Hundreds of Westmoreland County employees were set to be furloughed indefinitely at the end of the workday Friday.
The Westmoreland County commissioners on Thursday said the number of county workers affected remained to be determined, but commissioners chairman Sean Kertes estimated “the final number will be between 460 and 500 employees.”
The commissioners had previously announced that non-essential government operations were suspended, effective March 18, amid budgetary strains and public health concerns brought on by the coronavirus (COVID-19) pandemic that prompted the commissioners to declare a state of emergency in the county last month.
Since then, many county employees have been instructed to work from home or have been off the job but had been receiving pay. Other essential employees that were required to report to work for the county since the changes were paid overtime wages during the past two weeks.
The commissioners said Thursday a financial analysis of the effects of the staffing changes in March had not yet been completed. The county entered 2020 in a tight spot financially.
The previous board of commissioners approved a $341 million budget for 2020, which included a 2.38% tax increase — the county’s first property tax hike in 15 years — expected to generate roughly $1.86 million in new revenue. The budget showed a $5.5 million deficit balanced using money from a surplus fund that is expected to be nearly exhausted by the end of the year.
Since 2015, the county’s fund balance has declined steadily from more than $56 million to a projection of $7 million at the end of 2020, according to county budget figures.
Furloughed workers will continue to receive health benefits. Most are expected to return to their jobs when normal county operations resume.
The commissioners at Thursday’s meeting approved policy changes under the Emergency Family and Medical Leave and Emergency Paid Sick Leave policies that allow county employees to receive paid sick leave and address child day care issues related to the coronavirus pandemic.
“I know this week coming up will be a tough week.

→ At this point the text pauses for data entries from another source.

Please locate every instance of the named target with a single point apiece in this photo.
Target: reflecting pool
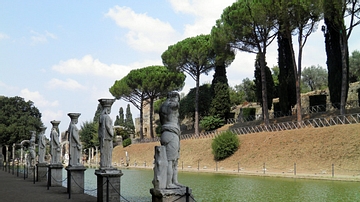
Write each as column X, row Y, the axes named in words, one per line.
column 136, row 183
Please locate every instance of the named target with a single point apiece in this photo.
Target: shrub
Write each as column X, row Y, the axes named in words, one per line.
column 224, row 145
column 126, row 142
column 211, row 123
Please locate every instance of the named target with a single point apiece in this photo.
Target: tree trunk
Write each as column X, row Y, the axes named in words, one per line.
column 196, row 125
column 344, row 82
column 151, row 117
column 263, row 89
column 141, row 133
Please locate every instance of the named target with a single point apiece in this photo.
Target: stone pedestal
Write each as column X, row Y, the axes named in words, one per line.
column 42, row 171
column 109, row 178
column 75, row 179
column 182, row 194
column 31, row 172
column 55, row 172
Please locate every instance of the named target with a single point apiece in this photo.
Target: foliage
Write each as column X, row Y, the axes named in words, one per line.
column 236, row 96
column 195, row 56
column 156, row 81
column 224, row 145
column 354, row 66
column 336, row 51
column 249, row 88
column 314, row 78
column 17, row 119
column 250, row 26
column 259, row 86
column 126, row 142
column 89, row 134
column 187, row 108
column 209, row 123
column 220, row 103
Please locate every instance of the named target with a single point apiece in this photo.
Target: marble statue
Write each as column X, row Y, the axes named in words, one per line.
column 55, row 146
column 106, row 134
column 42, row 145
column 170, row 137
column 74, row 141
column 32, row 149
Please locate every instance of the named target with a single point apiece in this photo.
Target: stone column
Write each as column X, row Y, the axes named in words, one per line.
column 108, row 177
column 21, row 153
column 75, row 170
column 96, row 155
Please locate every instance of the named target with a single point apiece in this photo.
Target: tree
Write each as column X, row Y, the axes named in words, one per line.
column 130, row 92
column 224, row 55
column 250, row 26
column 17, row 119
column 314, row 78
column 120, row 118
column 194, row 56
column 336, row 45
column 156, row 81
column 354, row 66
column 88, row 133
column 187, row 106
column 300, row 17
column 258, row 84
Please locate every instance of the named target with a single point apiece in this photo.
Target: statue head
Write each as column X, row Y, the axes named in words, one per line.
column 74, row 117
column 106, row 104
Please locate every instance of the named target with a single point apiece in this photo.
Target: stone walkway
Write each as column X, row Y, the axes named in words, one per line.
column 16, row 189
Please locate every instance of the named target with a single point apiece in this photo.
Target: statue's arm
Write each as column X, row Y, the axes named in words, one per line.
column 108, row 126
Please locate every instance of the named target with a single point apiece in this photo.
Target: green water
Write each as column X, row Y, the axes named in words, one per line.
column 135, row 186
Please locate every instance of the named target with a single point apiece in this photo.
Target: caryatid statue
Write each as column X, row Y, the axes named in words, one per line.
column 32, row 148
column 106, row 134
column 74, row 141
column 55, row 146
column 42, row 145
column 170, row 137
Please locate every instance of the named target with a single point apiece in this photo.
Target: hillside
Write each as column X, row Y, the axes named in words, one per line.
column 314, row 150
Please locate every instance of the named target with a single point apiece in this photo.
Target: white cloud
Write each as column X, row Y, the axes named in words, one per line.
column 89, row 65
column 68, row 84
column 205, row 12
column 145, row 33
column 41, row 38
column 3, row 36
column 37, row 98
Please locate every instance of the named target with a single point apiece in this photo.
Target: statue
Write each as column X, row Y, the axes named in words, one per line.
column 55, row 144
column 170, row 137
column 74, row 141
column 42, row 145
column 32, row 149
column 106, row 134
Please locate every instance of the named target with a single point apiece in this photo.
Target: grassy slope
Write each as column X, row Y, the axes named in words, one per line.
column 313, row 151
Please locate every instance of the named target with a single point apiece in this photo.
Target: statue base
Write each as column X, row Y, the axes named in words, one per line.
column 182, row 194
column 42, row 172
column 75, row 179
column 55, row 174
column 108, row 178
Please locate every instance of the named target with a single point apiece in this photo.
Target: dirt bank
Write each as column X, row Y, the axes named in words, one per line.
column 317, row 152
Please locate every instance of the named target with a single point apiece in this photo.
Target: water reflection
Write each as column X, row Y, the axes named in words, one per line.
column 136, row 183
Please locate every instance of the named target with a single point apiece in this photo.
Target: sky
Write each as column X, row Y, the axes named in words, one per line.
column 65, row 55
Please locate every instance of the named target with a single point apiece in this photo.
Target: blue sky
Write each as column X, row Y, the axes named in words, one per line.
column 65, row 55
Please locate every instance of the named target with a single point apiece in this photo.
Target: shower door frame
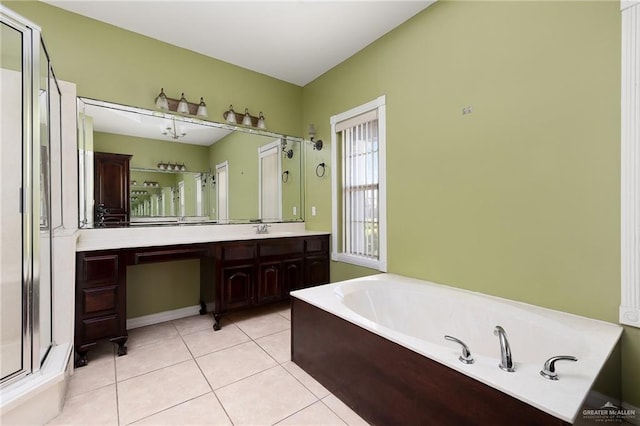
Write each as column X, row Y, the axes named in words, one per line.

We stand united in solidarity amid this pandemic,” Kertes said.
The commissioners also on Thursday approved an agreement with Amerisafe Group to screen public safety employees for coronavirus symptoms as they report for work, with the county working to expand the program to include screenings for courthouse employees and visitors.
The professional services agreement with Amerisafe Group runs through April 30. Under the agreement, Amerisafe will provide trained professionals to serve as employee screeners as dispatchers arrive at the Westmoreland County Department of Public Safety headquarters during the COVID-19 pandemic at a rate of $60 per hour ($90 per hour for overtime), plus the cost of all personal protective equipment and digital thermometers. The commissioners have the option to extend the contract if needed.

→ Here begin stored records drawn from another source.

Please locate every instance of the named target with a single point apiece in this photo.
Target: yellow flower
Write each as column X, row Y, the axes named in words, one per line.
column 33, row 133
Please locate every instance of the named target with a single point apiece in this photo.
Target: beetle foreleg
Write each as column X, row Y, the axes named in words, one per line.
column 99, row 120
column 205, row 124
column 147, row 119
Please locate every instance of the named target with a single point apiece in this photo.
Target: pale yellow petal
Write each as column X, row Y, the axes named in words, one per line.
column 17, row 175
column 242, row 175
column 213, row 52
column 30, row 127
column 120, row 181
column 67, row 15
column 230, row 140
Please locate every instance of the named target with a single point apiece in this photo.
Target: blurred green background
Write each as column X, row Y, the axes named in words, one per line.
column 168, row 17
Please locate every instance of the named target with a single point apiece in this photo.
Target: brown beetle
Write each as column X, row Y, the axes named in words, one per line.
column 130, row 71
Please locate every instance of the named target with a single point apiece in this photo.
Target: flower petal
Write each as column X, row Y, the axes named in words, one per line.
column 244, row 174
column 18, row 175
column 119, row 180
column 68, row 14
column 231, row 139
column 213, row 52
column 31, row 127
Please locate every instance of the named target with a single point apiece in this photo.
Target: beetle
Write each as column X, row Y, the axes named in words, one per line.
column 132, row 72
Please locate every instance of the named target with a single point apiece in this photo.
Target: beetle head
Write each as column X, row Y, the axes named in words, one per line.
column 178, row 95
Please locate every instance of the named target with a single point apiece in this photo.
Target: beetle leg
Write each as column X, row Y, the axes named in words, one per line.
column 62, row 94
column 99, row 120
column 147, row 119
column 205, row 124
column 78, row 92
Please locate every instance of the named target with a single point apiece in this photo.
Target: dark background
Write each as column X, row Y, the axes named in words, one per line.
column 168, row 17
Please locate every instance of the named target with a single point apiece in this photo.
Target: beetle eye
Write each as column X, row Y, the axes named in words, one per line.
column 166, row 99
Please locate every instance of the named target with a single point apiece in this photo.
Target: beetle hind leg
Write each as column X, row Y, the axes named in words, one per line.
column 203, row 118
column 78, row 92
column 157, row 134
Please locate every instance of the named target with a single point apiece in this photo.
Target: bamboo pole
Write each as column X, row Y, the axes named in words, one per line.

The screeners will take the temperature of anyone reporting to work, and anyone with a fever will be sent home, county officials said.

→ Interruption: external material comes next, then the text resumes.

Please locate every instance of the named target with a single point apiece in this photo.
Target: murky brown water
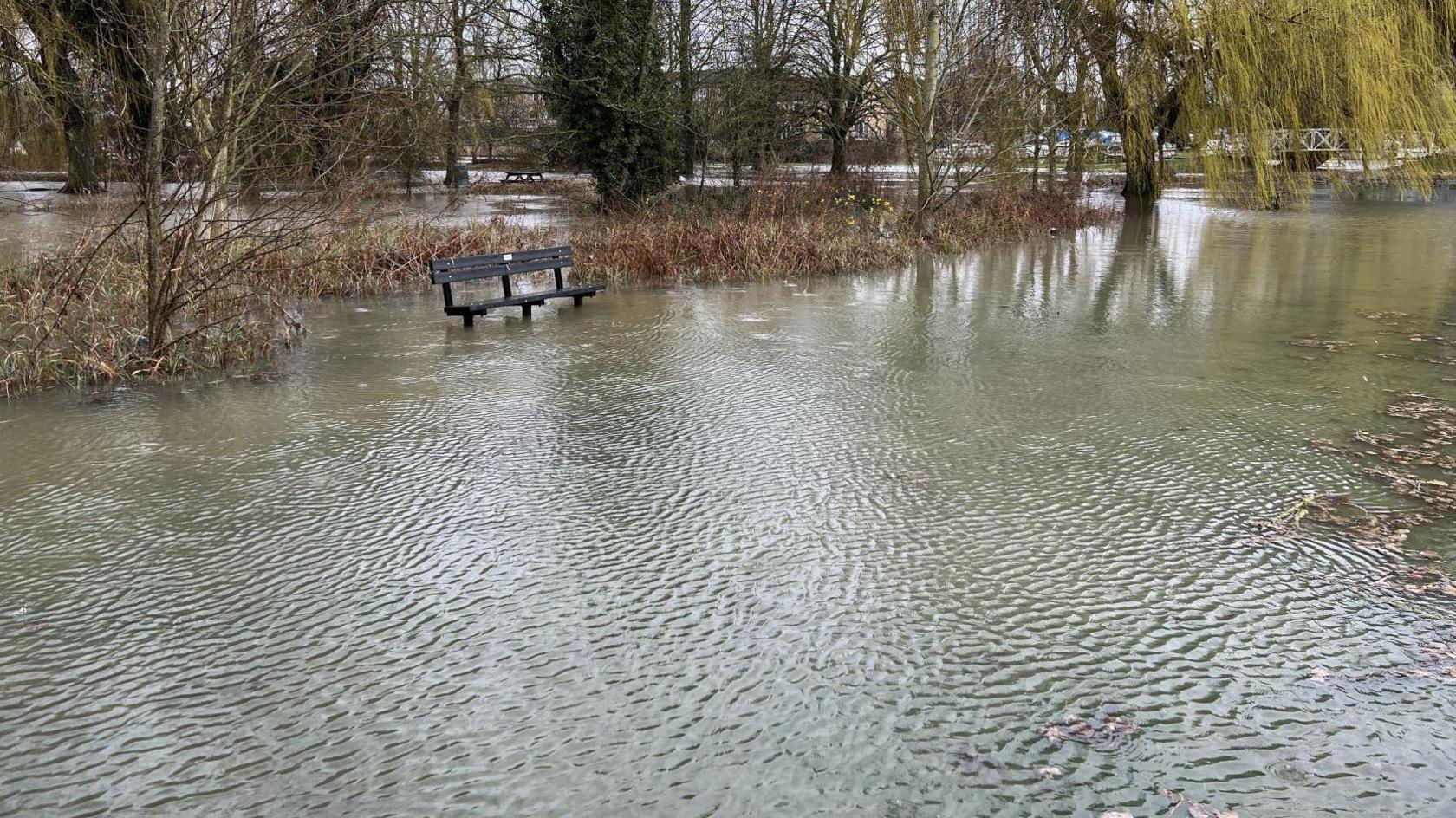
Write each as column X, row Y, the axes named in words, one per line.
column 830, row 549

The commissioners noted that in-house staff at the Westmoreland County Prison, the county’s juvenile detention center and the county-owned nursing home, Westmoreland Manor, have been screening employees for several weeks.
Kertes said officials are in discussions with Amerisafe to expand the screenings to include employees and visitors at the Westmoreland County Courthouse in Greensburg.
“We need to make sure our employees and the public are safe,” Kertes said.
The commissioners announced the county will light up the dome of the courthouse beginning this weekend to show support for county employees and other essential workers amid the coronavirus pandemic.
Commissioner Gina Cerilli also called on county residents to take part in a regional effort kickstarted by the City of Pittsburgh to show support for those working through the pandemic. At 8 p.m. April 7, and again on April 14, residents are asked to turn on their porch lights and applaud healthcare workers, first responders, delivery drivers, grocery store workers and other essential employees.
“If Westmoreland County residents want to join in this, that would be great,” Cerilli said.
In other business of note Thursday, the commissioners approved:
• Awarding the bid for the Westmoreland County Prison kitchen floor replacement project to Wexford Contracting, LLC at a cost of $150,654 for general construction and $33,046 for removal and reinstallation of kitchen equipment. Work on the project, and others, will remain on hold amid the coronavirus pandemic, the commissioners noted. Prison officials had eyed the kitchen floor replacement project for more than a year, but had difficulty initially finding a contractor willing to take on the liability of moving and reinstalling the expensive commercial kitchen equipment;
• Awarding a bid to Wilson Restoration for exterior masonry cleaning at the prison for $211,452;
• Submitting a grant application to the Pennsylvania Department of Conservation and Natural Resources seeking $1 million in grant funding for renovation at Northmoreland Park;
• Change orders to agreements with CKI-Curry & Kepple, Inc. and Custom Contracting granting extensions to the completion dates for their respective rehabilitation projects at Twin Lakes and Mammoth parks in response to the COVID-19 pandemic;
• Purchasing a 4500Z Ventrac Tractor with accessories from Fletcher Outdoor Power Equipment for $38,526.25;
• Awarding the bid for a new metal roof at the Westmoreland County Department of Public Works maintenance building to Blair Construction for $86,900;
• Application and agreement for Help America Vote Act (HAVA) grant funds totaling $410,992.94;
• Appointing Julie Sacriponte to the Westmoreland County Children’s Bureau Advisor Board through Dec. 31, 2022.